Now she needed to stir things up. Throw her idea in the frying pan and see what happened. Test her suspicions about Hartmuth Griffe. She pulled out her cell phone and called Thierry.
“Meet me in the rear courtyard of the Picasso Museum,” she said.
“What for?” His voice sounded flat.
“Has to do with your parentage,” she said slowly. “We need to—”
He interrupted excitedly. “Did you find out about my…” He paused. “The Jewess?”
“Look for me by the Minotaur statue. Behind the plane trees.”
“Why?”
She explained her plan to him, then hung up.
As she crossed the Place des Vosges, she kicked the fallen leaves. She made another phone call to Hartmuth Griffe. This would definitely set wheels in motion. Whether they were the right ones remained to be seen.

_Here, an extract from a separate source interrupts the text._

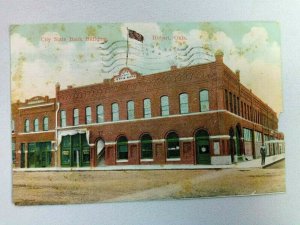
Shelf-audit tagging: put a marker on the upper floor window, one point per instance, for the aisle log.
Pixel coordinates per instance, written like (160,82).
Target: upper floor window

THIS FORMER hôtel particulier, now the Picasso Museum on rue Thorigny, still maintained quiet niches of green comfort in the rear courtyard. At this time of year, the small courtyard was deserted of museum-goers. Crisp autumn air skittled leaves over Picasso’s bronze figures reclining on the lawn. Several of his voluptuous marble Boisegeloup females bordered the limestone walls.
Thierry stood next to Aimee under a spreading tree, his legs apart, his face expressionless. “Him?”
She nodded. “Keep to the plan.”
Hartmuth Griffe huddled on a bench beside the gilded Minotaur, pulling his cashmere coat around him. He stared as they approached.
“Thank you for coming, Monsieur Griffe,” Aimee said.